USDA, PETA Find Inhumane Conditions at Breeding Facility
PHOENIX - An animal-rights group is demanding that an Arizona-based pet supply chain, PetSmart, stop selling animals obtained from a breeding farm that is under federal investigation for cruelty.
A U.S. Department of Agriculture (USDA) report released last week found numerous violations of federal animal-care laws at Holmes Farm in Pennsylvania, which supplies small animals to hundreds of pet stores.
In late May, PetSmart released a statement saying it had investigated reports of mistreatment ay Holmes Farm, and based on that, terminated the company as a supplier.
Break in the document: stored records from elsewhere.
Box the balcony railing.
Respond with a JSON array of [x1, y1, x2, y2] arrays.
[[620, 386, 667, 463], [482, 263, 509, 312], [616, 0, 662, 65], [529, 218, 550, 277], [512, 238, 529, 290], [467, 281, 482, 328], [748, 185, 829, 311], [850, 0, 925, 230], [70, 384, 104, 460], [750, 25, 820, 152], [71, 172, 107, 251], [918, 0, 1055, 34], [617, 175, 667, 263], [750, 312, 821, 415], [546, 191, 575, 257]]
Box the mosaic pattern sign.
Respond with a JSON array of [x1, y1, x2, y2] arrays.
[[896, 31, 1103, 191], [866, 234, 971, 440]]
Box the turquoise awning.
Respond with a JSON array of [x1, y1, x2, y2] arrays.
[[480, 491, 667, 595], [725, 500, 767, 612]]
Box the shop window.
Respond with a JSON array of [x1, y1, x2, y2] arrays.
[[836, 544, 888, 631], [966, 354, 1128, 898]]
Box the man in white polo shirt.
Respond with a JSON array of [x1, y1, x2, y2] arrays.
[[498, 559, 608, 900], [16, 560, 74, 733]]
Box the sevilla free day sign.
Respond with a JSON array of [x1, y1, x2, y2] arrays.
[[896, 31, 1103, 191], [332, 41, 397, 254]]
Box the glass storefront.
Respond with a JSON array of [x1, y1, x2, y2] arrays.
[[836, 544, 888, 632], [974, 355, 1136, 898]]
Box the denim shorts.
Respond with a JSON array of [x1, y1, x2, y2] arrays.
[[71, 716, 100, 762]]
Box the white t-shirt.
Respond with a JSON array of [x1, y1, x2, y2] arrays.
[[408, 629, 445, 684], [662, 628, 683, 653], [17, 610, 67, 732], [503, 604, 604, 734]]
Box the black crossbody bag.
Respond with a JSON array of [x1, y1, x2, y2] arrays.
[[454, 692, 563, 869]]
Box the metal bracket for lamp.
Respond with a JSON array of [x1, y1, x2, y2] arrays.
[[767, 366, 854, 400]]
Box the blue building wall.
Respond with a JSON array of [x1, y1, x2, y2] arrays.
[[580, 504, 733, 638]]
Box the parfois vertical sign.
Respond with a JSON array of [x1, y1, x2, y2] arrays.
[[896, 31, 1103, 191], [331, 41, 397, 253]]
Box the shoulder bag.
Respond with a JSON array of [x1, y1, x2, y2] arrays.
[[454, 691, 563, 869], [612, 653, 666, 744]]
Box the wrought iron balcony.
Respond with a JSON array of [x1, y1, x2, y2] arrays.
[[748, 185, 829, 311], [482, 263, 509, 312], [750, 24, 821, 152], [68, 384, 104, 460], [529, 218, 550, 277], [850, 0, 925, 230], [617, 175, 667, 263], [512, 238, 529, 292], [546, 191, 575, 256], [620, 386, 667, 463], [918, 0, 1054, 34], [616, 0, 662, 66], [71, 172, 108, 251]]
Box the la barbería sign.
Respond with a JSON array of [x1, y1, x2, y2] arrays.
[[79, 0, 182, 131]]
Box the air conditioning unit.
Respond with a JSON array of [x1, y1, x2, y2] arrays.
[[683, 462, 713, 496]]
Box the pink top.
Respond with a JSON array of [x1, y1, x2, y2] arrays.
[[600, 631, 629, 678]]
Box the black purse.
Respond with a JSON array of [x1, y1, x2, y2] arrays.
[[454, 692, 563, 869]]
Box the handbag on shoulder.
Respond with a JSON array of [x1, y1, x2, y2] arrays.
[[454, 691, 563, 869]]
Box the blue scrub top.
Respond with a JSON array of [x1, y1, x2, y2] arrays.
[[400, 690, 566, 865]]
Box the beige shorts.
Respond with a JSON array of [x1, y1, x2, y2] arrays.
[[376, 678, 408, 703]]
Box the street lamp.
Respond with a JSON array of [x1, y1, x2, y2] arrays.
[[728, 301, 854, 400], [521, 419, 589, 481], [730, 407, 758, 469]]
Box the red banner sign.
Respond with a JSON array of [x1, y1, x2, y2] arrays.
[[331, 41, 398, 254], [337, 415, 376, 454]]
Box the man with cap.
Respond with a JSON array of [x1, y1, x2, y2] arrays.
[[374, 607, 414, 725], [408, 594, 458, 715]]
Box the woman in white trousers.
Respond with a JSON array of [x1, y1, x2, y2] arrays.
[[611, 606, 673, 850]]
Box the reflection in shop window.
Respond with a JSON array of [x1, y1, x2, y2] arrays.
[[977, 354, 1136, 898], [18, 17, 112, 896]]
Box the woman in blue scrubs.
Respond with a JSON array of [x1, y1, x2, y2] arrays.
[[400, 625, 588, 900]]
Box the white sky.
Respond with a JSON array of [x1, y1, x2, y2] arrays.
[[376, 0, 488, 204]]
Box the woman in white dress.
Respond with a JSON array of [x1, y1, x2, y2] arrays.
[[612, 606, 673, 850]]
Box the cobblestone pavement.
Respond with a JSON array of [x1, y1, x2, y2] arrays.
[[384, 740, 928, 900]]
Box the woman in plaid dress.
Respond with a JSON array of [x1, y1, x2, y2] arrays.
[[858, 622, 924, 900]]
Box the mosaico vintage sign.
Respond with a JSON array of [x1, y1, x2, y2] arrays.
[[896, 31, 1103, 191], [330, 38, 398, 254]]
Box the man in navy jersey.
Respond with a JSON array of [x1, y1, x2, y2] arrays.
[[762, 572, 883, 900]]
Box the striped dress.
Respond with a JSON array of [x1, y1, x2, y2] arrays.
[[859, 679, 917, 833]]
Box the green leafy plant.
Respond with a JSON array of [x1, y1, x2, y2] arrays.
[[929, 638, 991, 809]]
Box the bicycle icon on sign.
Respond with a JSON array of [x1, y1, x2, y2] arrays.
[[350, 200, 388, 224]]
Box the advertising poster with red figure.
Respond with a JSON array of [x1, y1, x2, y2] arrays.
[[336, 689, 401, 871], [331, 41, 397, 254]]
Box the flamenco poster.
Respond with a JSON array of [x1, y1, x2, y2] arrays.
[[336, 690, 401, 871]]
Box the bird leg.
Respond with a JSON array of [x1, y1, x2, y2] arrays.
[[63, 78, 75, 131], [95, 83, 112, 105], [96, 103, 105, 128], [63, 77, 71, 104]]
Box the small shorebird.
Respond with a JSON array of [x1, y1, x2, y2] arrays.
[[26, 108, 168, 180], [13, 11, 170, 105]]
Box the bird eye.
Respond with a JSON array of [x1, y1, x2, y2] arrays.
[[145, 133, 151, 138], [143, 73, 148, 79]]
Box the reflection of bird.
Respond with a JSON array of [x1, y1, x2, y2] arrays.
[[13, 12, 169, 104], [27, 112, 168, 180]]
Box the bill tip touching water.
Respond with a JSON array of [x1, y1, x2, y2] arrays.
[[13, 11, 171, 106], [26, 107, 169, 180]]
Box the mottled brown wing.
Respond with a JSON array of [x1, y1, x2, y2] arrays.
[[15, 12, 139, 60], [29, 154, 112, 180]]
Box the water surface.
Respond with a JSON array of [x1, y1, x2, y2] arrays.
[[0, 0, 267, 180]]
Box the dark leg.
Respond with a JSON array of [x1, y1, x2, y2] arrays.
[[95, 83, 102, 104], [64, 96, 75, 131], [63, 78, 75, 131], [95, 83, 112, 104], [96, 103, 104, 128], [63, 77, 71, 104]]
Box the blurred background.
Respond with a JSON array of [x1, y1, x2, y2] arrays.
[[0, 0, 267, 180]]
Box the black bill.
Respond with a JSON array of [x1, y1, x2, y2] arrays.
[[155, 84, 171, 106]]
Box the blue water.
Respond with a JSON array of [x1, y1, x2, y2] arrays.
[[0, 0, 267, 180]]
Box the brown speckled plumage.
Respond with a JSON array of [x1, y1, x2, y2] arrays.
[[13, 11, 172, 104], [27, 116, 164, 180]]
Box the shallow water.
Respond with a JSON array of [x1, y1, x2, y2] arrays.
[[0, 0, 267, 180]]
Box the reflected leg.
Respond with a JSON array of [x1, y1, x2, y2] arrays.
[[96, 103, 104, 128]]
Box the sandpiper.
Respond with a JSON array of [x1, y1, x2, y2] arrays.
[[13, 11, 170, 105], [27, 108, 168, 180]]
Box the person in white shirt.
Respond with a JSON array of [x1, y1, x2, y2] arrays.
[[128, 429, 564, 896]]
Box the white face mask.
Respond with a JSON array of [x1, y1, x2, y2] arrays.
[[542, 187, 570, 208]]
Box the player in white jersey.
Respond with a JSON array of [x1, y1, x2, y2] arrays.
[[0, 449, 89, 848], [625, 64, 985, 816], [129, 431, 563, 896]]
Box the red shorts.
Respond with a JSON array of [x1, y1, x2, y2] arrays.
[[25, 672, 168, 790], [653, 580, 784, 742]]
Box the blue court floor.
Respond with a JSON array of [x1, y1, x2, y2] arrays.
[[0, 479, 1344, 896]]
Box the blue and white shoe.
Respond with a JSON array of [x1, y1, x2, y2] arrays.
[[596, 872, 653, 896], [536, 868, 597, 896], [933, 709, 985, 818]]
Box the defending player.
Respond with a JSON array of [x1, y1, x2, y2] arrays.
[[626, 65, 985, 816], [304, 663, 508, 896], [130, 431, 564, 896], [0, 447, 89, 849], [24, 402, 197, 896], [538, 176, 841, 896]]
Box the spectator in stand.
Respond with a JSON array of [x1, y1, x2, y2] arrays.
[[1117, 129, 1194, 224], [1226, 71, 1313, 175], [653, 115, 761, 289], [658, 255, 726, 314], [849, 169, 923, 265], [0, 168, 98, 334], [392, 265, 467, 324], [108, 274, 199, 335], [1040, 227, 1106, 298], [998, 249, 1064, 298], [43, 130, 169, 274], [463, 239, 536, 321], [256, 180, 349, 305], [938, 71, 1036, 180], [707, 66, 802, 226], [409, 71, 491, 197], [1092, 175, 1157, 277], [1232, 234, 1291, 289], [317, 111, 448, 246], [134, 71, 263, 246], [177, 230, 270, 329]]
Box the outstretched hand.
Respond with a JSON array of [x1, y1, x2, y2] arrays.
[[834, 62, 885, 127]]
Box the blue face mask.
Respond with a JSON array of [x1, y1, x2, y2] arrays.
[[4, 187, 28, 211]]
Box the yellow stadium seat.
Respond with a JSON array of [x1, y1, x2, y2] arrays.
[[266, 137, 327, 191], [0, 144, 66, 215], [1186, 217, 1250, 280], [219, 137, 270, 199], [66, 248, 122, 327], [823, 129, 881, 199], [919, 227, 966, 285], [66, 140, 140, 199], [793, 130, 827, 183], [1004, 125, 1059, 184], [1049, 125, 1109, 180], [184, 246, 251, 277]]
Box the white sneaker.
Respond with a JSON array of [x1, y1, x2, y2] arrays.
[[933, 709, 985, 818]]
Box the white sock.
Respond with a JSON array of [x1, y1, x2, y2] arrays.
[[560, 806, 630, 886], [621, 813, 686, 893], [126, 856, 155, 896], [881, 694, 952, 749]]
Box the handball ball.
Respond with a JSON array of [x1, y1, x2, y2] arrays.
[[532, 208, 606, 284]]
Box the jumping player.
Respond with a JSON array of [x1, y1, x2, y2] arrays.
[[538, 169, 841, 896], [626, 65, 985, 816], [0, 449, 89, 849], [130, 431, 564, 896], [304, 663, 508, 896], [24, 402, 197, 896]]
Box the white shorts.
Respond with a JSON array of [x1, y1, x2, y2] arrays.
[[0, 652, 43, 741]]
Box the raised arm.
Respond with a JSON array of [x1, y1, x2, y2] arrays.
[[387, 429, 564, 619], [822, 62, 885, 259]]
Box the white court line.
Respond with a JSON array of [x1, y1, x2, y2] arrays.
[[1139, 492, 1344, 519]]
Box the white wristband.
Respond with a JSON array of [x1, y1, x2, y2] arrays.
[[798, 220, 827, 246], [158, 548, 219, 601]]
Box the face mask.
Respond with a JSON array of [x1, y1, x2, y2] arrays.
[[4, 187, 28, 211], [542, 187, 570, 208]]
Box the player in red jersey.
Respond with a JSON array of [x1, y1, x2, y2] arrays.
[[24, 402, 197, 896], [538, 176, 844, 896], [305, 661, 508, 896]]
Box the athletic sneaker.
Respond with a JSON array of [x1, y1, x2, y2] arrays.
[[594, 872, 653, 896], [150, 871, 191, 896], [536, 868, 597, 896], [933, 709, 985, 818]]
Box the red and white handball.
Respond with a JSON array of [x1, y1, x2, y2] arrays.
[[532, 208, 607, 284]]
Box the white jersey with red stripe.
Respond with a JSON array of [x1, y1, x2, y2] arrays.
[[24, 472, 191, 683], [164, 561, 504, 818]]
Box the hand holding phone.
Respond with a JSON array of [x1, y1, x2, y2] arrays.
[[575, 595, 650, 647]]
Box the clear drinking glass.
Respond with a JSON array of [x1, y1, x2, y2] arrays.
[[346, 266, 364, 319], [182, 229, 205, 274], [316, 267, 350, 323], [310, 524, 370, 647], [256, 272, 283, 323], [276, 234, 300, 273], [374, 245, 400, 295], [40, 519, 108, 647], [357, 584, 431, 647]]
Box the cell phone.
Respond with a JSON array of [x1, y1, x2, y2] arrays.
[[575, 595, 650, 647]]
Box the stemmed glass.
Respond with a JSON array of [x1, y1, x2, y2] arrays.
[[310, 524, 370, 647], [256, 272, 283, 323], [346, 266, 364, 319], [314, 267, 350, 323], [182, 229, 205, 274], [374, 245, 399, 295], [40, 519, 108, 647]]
Dan Paden, associate director of evidence analysis with People for the Ethical Treatment of Animals (PETA), said based on a PETA exposé, USDA inspectors found inhumane conditions at Holmes Farm's facility.
"The USDA found at least 117 different animals in need of veterinary care or rusty cages or dead animals," said Paden. "It said violated a total of 14 different federal laws that pertain to the care of animals."
According to Paden, Holmes Farm supplies guinea pigs, hamsters, chinchillas, gerbils and other small animals to pet stores.
He said PETA's agents filmed evidence that animals at Holmes Farms were frozen alive, kept in filthy cages, and deprived of food, water and care.
Other pet supply chains, such as Petco and Pet Supplies Plus, said they have stopped doing business with the breeder, but Paden said PETA is still waiting for PetSmart to take action.
"We are renewing our call on PetSmart to end and animal sales," he said. "And at the very least, certainly not supply animals from suppliers that have been found to violate a single law, let alone 14 different federal ones."
PetSmart, with corporate headquarters in Phoenix, employs about 53,000 people at more than 1,400 stores in North America.
In addition to sales of pets and supplies, the company also provides veterinary and boarding services at many of its outlets.